O artigo 203 da Constituição Federal diz que
a assistência social será prestada a quem dela necessitar (...), cabendo ao
magistrado analisar o caso concreto em toda a sua amplitude. No caso em apreço,
a anciã autora adentrou ao nosso país, aqui fixando residência em 1953, ou
seja, há aproximadamente 60 anos (...).
15.
Assim, considerando que a parte autora
comprovou o preenchimento dos requisitos necessários, quais sejam a idade e a
situação de miserabilidade, verificada em descrição detalhada no laudo sócio
econômico, está claro que a apelada faz jus ao benefício de prestação
continuada de que trata o art. 203, V, da Constituição Federal,
regulamentado pelas Leis n. 8.742/93 e 12.435/2011, e pelo Decreto n. 6.214/07.
16.
(...).
18.
Ante o exposto, NEGO PROVIMENTO AO RECURSO DO INSS.
19.
Condeno o recorrente ao pagamento de honorários advocatícios que arbitro em
R$700,00, seguindo entendimento pacificado nesta Turma Recursal, nos termos das
balizas trazidas pela legislação processual. É como voto. (TR5. Processo
00371814220114036301. Juiz(a) Federal Kyu Soon Lee. e-DJF3 Judicial 07/06/2013).
Depreende-se da leitura que a dignidade humana caminha desvinculada da nacionalidade, posto que é intrínseca à essência humana em si. O Brasil, havendo tomado por princípio fundamental a dignidade humana e por objetivo fundamental a construção de uma sociedade livre, justa e solidária, não se pode isentar de seu dever para com qualquer indivíduo.
[1] TARTUCE. Flávio. Manual de
Direito Civil: volume único. 3. ed. rev., atual. e ampl. Rio de Janeiro:
Forense; São Paulo: MÉTODO, 2013. p. 536.
[2] FACHIN, Luiz Edson. Estatuto
jurídico do patrimônio mínimo. Rio de Janeiro: Renovar, 2001. p. 1190.
[3] ARONNE, Ricardo. Razão e caos no
discurso jurídico e outros ensaios de direito civil-constitucional. Porto
Alegre: Livraria do Advogado Editora, 2010. p. 127.
[4] MENDES, Gilmar Ferreira. BRANCO,
Paulo Gustavo Gonet. Curso de direito constitucional. 7. Ed. rev. e atual. São
Paulo: Saraiva, 2012. p. 197.
[5] KANT, Immanuel. Critique of practical reason. Cambridge texts in the
history of philosophy. Translated by Mary Gregor and introduction by Andrews Reath.
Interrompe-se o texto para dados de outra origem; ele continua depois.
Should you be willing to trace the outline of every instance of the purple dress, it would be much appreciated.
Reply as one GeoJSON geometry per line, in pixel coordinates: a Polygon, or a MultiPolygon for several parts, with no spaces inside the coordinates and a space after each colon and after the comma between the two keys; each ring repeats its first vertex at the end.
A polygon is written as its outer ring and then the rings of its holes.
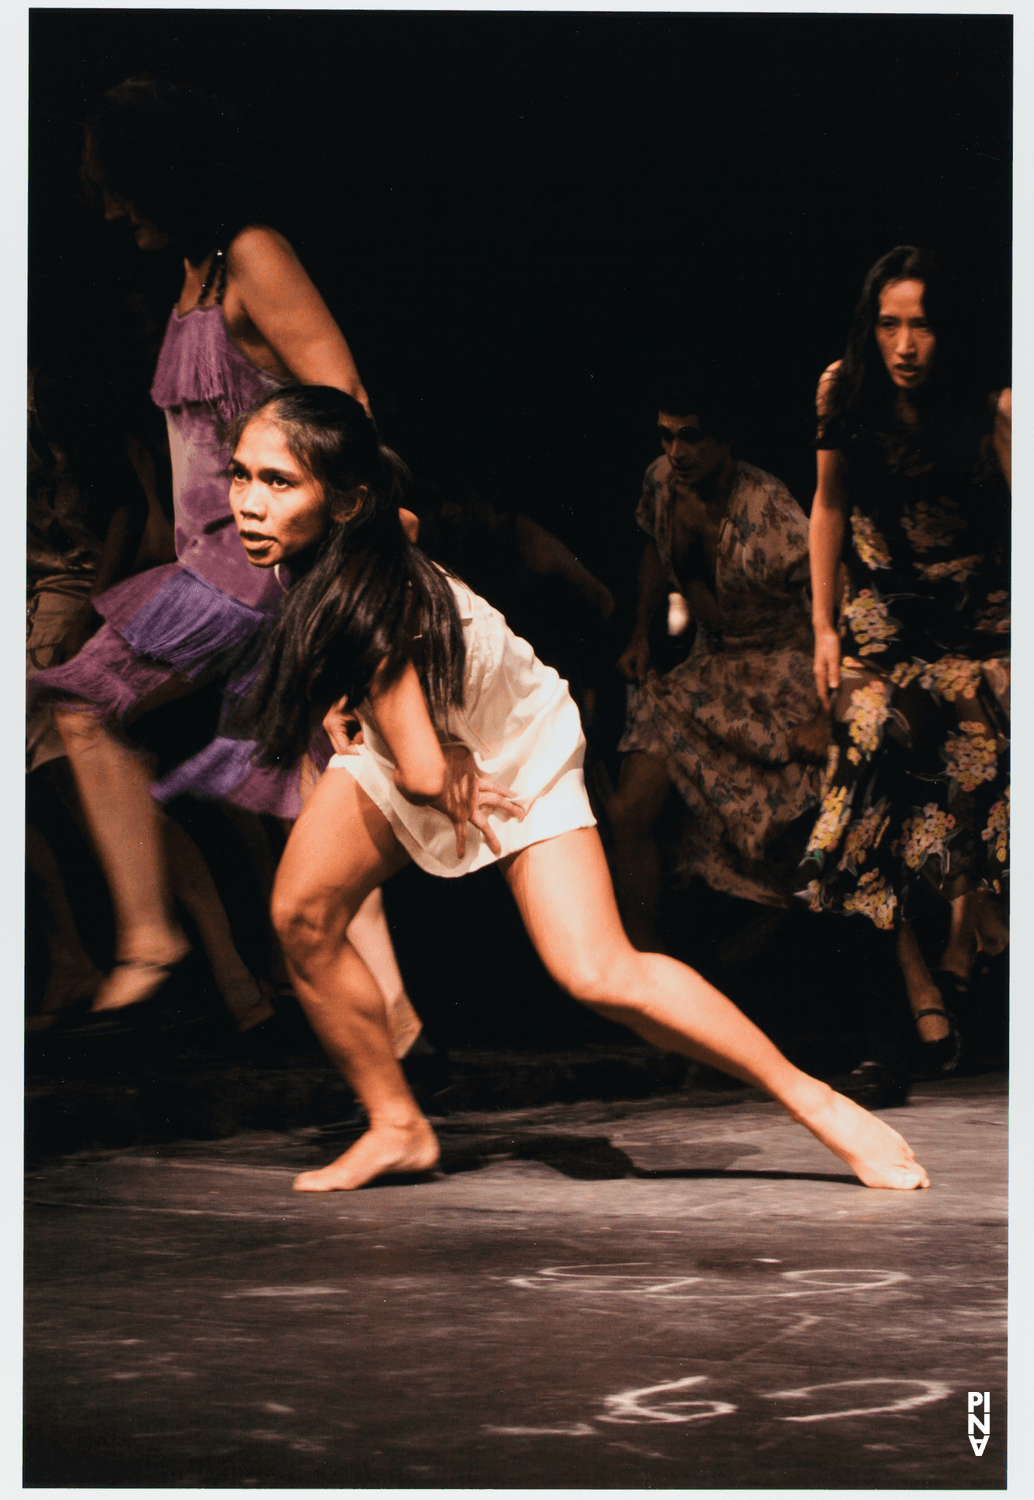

Cambridge: Cambridge University Press,
1997. p. 28.
[6] KANT, Immanuel. Fundamentação da
metafísica dos costumes e outros escritos. São Paulo: Martin Claret, 2002. p.
58.
[7] Op. cit.
[8] Op. cit., p. 65.
[9] MENDES, Gilmar Ferreira. BRANCO,
Paulo Gustavo Gonet Op. cit., p. 162.
[10] Art. 884 do Código Civil.
[11] MENDES, Gilmar Ferreira. BRANCO,
Paulo Gustavo Gonet. Op. cit., p. 190.
[12] MENDES, Gilmar Ferreira. BRANCO,
Paulo Gustavo Gonet. Op. cit., p. 191.